Author: Todd Kelsey
Publisher: Apress, 2010
Aimed at: General readers fairly new to social networking
Pros: Fairly comprehensive, well-illustrated
Cons: Little new or different if you are already familiar with social networking
Reviewed by: Sue Gee
This step-by-step guide has a very formulaic structure. For each of Facebook, Twitter, LinkedOn, MySpace, Meetup, Ning and blogging it asks "What the Heck Is ?" and then sets out how to use it. It also covers Second Life but seems to have tired of its standard question by this late stage of the book.
Individual chapters also follow a common structure, starting with In this chapter - an overview of what is to come and an Introduction and ending with a conclusion, and all but one (the exception being Chapter One, there is a Q/A section that has tips and further information on offer.
In the first chapter Todd Kelsey makes the case for using social networks to "capture, preserve and share" your "life story". There is a strong sense of passing information on not only to current friends but also a legacy for future generations with the notion of "personal digital archeology".
After this introductory chapter the book becomes a very practical guide to social networking sites, starting with Facebook which gets the lion's share of the coverage. As with the rest of the book, the chapters devoted to it are extensively illustrated with screenshots which makes it easy for the novice user of social networking to follow. Having explained the Facebook concept and devoted a chapter to Getting Started with Facebook we arrive at Chapter 4, Capturing Your Story on Facebook which explains how to create and share photo albums and videos on it.
Two chapters are devoted to Twitter and they culminate with the idea of connecting Twitter to Facebook.

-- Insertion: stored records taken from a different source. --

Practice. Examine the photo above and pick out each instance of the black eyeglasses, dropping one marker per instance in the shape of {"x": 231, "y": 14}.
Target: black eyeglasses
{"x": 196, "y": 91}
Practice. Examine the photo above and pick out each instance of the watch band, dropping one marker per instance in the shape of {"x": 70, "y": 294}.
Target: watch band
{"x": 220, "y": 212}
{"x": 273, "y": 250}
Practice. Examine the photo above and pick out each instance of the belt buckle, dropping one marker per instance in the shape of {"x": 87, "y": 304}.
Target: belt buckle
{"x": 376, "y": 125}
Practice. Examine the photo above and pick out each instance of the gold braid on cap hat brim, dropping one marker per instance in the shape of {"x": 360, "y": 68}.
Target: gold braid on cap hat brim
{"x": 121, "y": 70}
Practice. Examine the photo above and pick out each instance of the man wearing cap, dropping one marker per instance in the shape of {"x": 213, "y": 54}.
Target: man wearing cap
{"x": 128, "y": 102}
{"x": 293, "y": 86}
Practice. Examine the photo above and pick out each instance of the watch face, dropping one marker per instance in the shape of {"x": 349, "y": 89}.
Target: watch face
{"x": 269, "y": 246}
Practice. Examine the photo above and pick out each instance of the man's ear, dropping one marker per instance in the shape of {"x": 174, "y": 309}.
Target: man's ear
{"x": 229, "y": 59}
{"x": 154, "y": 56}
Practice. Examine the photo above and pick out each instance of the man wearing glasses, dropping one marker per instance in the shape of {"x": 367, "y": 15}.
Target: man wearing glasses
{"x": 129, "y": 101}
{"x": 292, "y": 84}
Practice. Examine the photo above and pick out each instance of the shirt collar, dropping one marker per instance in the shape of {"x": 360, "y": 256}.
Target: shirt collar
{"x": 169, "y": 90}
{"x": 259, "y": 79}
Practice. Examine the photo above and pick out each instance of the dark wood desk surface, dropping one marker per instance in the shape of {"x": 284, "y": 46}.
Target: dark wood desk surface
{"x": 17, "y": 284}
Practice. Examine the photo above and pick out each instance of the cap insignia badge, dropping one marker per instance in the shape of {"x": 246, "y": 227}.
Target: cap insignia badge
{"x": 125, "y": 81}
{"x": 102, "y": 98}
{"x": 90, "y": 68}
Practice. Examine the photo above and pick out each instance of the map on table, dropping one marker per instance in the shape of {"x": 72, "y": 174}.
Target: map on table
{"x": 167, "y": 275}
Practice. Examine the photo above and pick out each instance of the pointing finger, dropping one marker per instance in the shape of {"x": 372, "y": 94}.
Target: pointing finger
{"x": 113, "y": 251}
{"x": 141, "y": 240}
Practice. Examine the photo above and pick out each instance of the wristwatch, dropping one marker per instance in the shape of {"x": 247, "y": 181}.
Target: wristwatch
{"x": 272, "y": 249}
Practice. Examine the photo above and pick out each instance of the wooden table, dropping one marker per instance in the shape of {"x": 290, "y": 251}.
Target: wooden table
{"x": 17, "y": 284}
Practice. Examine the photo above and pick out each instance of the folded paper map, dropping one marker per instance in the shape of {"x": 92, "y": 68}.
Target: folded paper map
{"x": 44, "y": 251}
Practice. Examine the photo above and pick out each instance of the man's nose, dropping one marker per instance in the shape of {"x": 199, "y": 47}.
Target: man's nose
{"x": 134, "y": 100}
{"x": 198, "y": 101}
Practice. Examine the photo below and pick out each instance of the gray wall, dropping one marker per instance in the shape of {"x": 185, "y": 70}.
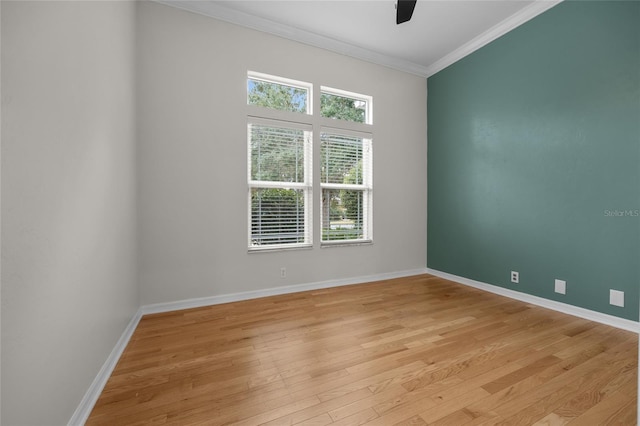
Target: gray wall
{"x": 124, "y": 172}
{"x": 68, "y": 200}
{"x": 192, "y": 159}
{"x": 534, "y": 158}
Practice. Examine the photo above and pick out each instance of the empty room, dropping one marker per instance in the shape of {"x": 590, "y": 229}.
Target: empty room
{"x": 371, "y": 212}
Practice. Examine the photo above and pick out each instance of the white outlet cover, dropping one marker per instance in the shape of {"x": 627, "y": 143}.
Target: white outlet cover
{"x": 616, "y": 298}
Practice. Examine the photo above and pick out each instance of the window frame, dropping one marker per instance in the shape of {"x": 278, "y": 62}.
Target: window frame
{"x": 306, "y": 185}
{"x": 366, "y": 187}
{"x": 313, "y": 187}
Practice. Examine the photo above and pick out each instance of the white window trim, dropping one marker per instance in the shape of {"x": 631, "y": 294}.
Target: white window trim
{"x": 316, "y": 124}
{"x": 366, "y": 187}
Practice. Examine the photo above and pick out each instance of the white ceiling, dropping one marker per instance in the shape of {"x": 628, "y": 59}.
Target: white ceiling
{"x": 439, "y": 33}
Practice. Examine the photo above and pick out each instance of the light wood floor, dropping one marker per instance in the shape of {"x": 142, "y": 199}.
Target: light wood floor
{"x": 411, "y": 351}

Similarly at the end of the two chapters on blogging, in which both Google's Blogger and Wordpress are introduced, we come to a section on sharing a blog via Twitter and Facebook.
Next come two chapters that are a bit different in that there is no "What the Heck" question - perhaps we are all expected to be familiar with both Flickr and You Tube, and given their popularity that is very probably the case.
LinkedIn and MySpace are then given the standard treatment and then come some options that are outside the mould - Meetup, which is an online social network that fosters meeting others in person, Ning, a lesser-known social networking site and Second Life, the virtual, social, three-dimensional world.
The final chapter, Going Global, looks at Google tools - Translate and Multilingual chat - that help you interact with people without sharing the same language which promotes the view that social networks provide a way to transcend distances and that a multilingual web can make the world a better place.